The Reserve is such a great deal, we offer it only twice a year. And since we’ve added so many new products in 2007, hired several great new editors and have even more planned for this year, we can’t afford to offer it at the low $4,997 price ever again.
So… one last hurrah! If you’re interested in the Reserve and would like to lock in this great rate, this membership drive would be the time to sign up. Our next offering, in December, will be at a minimum $1,500 higher. We’ll have additional details on our new and planned products later today. Look for them…
“I really enjoy The 5 Min Forecast… keep ’em coming,” requested one reader.
“As for the national debt,” he continued, “why don't we just have the world forgive payment, like we did after World War II with our allies and the Axis countries that we rebuilt and fed? Better yet, tell the creditors to foreclose on Uncle Sam… and we'll start over.”
That sounds like a great idea. Can we take a mulligan?
“If all the people who say, roughly, ‘I sure like that Ron Paul. Too bad he doesn't have a chance,’ were to actually vote for him, he'd win in a landslide,” writes another.
Perhaps. We haven’t voted in a long, long time.
“I'm a subscriber to Capital & Crisis,” wrote in another reader, off to a great start. “Chris Mayer seems like a thoughtful and intelligent analyst.” (Good. Good.)
“I don't know how Chris Mayer got mixed up with the rest of you gloom and doom [uh oh], Apocalypse now, disaster is just around the corner, the sky is falling lunatics.” (Not so good.)
“Please continue to send me Capital & Crisis [sure], but stop sending me all your right-wing lunatic fringe stuff, including The 5 Min Forecast. [Hmm… right-wing?]. I guess there are enough screwballs in the world to support you people. Chicken Little must be a big, big fan...” (Who’s calling who a screwball?)
“It wouldn't occur to any of you that you should try to figure out what the good reason might be why the dollar is going up against the euro. [That would never occur to us.] That would run against your true religion of Stone Age economics and the True Believer’s head-in-the-sand mentality. Get a life.” (Amen. Praise be to Mammon.)

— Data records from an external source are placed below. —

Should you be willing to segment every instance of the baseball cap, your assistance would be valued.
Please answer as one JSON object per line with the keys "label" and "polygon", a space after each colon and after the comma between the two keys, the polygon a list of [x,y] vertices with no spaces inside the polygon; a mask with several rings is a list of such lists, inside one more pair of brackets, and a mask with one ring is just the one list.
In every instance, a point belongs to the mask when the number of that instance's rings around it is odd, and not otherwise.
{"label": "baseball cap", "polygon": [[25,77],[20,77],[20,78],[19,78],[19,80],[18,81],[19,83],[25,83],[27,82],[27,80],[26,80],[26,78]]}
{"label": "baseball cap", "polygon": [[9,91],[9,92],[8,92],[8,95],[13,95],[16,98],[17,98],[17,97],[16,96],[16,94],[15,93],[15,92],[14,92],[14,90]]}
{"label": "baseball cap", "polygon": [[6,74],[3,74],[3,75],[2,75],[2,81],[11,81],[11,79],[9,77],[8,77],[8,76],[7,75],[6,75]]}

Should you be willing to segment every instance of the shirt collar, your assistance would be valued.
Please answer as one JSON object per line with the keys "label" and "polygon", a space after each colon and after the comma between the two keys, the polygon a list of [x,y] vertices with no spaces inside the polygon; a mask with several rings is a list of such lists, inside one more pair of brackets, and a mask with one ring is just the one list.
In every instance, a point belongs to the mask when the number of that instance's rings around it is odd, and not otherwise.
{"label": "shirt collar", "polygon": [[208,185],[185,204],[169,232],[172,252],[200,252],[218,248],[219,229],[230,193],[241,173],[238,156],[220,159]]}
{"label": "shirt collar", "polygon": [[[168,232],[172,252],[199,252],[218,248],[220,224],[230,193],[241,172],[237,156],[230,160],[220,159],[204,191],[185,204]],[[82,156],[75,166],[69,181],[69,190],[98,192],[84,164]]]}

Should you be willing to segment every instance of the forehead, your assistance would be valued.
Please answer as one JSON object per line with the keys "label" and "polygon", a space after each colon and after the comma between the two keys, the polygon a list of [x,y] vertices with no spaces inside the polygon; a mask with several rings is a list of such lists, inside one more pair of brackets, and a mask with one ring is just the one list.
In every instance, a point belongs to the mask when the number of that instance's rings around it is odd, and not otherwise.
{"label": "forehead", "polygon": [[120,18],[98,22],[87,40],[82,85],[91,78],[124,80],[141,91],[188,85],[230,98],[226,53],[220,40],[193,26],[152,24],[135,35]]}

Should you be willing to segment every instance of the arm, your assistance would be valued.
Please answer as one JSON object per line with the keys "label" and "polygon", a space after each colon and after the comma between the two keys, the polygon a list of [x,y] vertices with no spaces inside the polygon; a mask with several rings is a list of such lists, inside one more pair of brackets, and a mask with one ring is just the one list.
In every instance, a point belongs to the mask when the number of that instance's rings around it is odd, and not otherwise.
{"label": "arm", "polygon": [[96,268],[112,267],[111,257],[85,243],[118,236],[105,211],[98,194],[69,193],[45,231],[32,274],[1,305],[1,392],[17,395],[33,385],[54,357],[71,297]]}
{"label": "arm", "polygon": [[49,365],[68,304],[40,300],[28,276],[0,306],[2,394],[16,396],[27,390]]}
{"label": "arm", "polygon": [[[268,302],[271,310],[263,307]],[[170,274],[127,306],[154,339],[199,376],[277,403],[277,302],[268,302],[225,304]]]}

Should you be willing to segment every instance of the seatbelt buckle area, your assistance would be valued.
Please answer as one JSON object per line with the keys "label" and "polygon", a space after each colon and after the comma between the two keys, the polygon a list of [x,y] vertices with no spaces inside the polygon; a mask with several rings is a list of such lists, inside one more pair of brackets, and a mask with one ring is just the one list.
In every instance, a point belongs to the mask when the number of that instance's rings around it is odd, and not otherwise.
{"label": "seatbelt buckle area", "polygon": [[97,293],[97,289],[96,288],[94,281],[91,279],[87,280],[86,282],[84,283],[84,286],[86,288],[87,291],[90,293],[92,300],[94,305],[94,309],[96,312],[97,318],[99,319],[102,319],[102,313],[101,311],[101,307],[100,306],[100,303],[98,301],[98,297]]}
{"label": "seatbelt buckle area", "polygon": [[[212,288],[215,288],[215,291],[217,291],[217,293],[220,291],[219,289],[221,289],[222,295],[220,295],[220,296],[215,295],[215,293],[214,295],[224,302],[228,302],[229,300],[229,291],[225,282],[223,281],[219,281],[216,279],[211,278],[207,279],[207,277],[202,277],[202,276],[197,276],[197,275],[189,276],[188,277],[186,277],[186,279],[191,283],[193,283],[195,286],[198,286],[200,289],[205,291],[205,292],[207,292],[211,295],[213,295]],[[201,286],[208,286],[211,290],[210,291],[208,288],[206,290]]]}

Umm. We agree. Chris Mayer is a very thoughtful and intelligent analyst. Thank you for reading and have a nice weekend (screwball).
Addison Wiggin
P.S. The dollar rose against the euro this week in response to the release of the minutes from the FOMC’s meeting on May 9. The minutes show the governors of the Fed expect “moderate growth” in the U.S. economy. And they are still cautious about inflation. In the markets, we saw record-high closes of the Dow and S&P 500. All of these factors quelled speculation that the Fed was considering a rate cut that would erode the dollar’s yield, making it more attractive to investors… even if they are worried about record levels of debt.
But you knew all of that, because you read it in The 5 yesterday.